As these AI models become more common in everyday life – helping with shopping, providing health information, or delivering news – they're constantly exposed to attempts at persuasion. The core issue is that we don't understand *how* susceptible these models are to being swayed by persuasive messages, especially when those messages combine images and text. If a model is too easily persuaded, it could adopt false beliefs, ignore what a user actually wants, or even generate harmful content.
What's the solution?
The researchers created a system called MMPersuade to study this problem systematically. They built a large collection of images and videos paired with persuasive techniques, covering areas like advertising, opinions, and even intentionally misleading information. They then tested six different AI models, measuring how much the models’ responses changed after being exposed to persuasive content and how well those responses aligned with what people generally agree on. They also looked at how the models’ internal ‘thinking’ (represented by the probabilities of different words) shifted during conversations.
Why it matters?
Understanding how these AI models respond to persuasion is crucial for building trustworthy and safe AI systems. The study found that images and videos significantly increase a model’s susceptibility to persuasion, even if the model already has some pre-existing preferences.

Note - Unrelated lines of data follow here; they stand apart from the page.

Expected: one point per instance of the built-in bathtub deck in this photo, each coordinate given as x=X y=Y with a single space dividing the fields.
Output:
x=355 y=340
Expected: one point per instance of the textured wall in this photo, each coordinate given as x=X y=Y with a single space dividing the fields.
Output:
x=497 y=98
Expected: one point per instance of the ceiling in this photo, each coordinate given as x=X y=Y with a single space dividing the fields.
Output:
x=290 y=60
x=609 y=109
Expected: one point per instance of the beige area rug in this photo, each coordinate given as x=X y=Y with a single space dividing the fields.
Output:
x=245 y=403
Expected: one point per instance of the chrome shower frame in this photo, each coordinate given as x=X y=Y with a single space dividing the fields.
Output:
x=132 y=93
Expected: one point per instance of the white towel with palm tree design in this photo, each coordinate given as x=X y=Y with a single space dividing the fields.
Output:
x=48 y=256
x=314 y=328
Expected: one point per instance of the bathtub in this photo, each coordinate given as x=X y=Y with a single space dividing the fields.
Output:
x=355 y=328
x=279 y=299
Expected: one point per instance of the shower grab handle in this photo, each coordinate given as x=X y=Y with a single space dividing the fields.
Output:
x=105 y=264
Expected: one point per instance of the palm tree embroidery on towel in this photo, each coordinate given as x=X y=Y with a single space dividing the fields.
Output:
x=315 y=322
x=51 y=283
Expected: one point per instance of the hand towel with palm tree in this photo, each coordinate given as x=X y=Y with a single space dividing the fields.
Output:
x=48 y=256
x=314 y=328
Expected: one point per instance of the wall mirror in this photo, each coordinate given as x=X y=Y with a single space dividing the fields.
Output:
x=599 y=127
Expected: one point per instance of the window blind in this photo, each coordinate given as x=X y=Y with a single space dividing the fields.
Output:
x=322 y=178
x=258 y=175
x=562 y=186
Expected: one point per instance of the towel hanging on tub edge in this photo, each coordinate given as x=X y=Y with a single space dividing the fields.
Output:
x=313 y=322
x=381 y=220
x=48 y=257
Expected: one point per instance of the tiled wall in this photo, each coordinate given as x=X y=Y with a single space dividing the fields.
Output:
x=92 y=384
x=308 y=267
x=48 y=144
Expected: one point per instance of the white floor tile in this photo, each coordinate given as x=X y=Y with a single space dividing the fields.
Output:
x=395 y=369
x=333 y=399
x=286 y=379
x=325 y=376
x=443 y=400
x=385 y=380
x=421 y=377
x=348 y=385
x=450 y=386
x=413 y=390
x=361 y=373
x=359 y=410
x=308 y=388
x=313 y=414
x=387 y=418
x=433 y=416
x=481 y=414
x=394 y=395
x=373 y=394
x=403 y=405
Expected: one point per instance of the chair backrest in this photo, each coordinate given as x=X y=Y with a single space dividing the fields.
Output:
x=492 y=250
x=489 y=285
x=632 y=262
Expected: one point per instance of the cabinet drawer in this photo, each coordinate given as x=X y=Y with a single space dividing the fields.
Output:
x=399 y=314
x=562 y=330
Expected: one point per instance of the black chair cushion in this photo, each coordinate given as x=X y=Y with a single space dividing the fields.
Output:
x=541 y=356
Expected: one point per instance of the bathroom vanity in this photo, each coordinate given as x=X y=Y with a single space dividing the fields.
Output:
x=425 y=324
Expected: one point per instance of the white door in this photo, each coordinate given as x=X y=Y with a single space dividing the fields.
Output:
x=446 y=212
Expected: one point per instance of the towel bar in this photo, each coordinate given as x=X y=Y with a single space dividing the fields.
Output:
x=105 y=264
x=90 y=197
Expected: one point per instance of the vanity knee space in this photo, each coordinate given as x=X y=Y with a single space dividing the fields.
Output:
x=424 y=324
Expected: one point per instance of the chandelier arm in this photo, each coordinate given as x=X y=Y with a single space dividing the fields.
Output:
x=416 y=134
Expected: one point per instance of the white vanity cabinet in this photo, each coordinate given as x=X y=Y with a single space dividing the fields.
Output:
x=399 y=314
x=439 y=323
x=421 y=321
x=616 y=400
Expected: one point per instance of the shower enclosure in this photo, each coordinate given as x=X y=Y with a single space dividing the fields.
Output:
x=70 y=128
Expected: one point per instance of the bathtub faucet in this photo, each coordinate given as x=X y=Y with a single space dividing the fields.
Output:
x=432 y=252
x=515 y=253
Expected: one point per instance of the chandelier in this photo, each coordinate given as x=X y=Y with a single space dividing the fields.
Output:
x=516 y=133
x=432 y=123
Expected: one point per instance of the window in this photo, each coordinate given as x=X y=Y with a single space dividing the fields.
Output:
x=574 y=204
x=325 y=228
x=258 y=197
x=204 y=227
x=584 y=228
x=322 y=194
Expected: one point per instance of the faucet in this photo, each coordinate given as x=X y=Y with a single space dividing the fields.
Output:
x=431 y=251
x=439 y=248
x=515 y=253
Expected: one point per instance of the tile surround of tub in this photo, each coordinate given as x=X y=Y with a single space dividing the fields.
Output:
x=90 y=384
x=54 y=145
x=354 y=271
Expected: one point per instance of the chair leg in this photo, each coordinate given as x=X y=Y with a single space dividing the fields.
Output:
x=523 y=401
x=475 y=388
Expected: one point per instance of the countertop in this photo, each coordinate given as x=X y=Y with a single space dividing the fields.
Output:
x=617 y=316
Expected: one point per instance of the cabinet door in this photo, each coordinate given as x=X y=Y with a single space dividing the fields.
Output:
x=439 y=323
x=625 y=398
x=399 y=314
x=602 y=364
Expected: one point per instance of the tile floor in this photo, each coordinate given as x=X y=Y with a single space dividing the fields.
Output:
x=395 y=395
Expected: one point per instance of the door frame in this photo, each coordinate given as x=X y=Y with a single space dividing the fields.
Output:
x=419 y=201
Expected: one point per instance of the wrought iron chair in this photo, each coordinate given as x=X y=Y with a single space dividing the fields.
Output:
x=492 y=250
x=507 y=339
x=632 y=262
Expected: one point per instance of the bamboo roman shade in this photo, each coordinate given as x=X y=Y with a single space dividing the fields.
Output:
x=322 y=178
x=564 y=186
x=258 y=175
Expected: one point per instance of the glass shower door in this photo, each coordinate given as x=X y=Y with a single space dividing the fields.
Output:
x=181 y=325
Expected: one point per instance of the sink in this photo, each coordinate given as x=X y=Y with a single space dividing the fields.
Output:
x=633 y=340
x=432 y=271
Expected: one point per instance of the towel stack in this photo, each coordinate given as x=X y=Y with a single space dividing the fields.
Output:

Knowing which persuasive strategies work best in different situations allows developers to create models that are more resistant to manipulation, respect user preferences, and avoid generating unethical or dangerous outputs.
Abstract
As Large Vision-Language Models (LVLMs) are increasingly deployed in domains such as shopping, health, and news, they are exposed to pervasive persuasive content. A critical question is how these models function as persuadees-how and why they can be influenced by persuasive multimodal inputs. Understanding both their susceptibility to persuasion and the effectiveness of different persuasive strategies is crucial, as overly persuadable models may adopt misleading beliefs, override user preferences, or generate unethical or unsafe outputs when exposed to manipulative messages. We introduce MMPersuade, a unified framework for systematically studying multimodal persuasion dynamics in LVLMs. MMPersuade contributes (i) a comprehensive multimodal dataset that pairs images and videos with established persuasion principles across commercial, subjective and behavioral, and adversarial contexts, and (ii) an evaluation framework that quantifies both persuasion effectiveness and model susceptibility via third-party agreement scoring and self-estimated token probabilities on conversation histories. Our study of six leading LVLMs as persuadees yields three key insights: (i) multimodal inputs substantially increase persuasion effectiveness-and model susceptibility-compared to text alone, especially in misinformation scenarios; (ii) stated prior preferences decrease susceptibility, yet multimodal information maintains its persuasive advantage; and (iii) different strategies vary in effectiveness across contexts, with reciprocity being most potent in commercial and subjective contexts, and credibility and logic prevailing in adversarial contexts. By jointly analyzing persuasion effectiveness and susceptibility, MMPersuade provides a principled foundation for developing models that are robust, preference-consistent, and ethically aligned when engaging with persuasive multimodal content.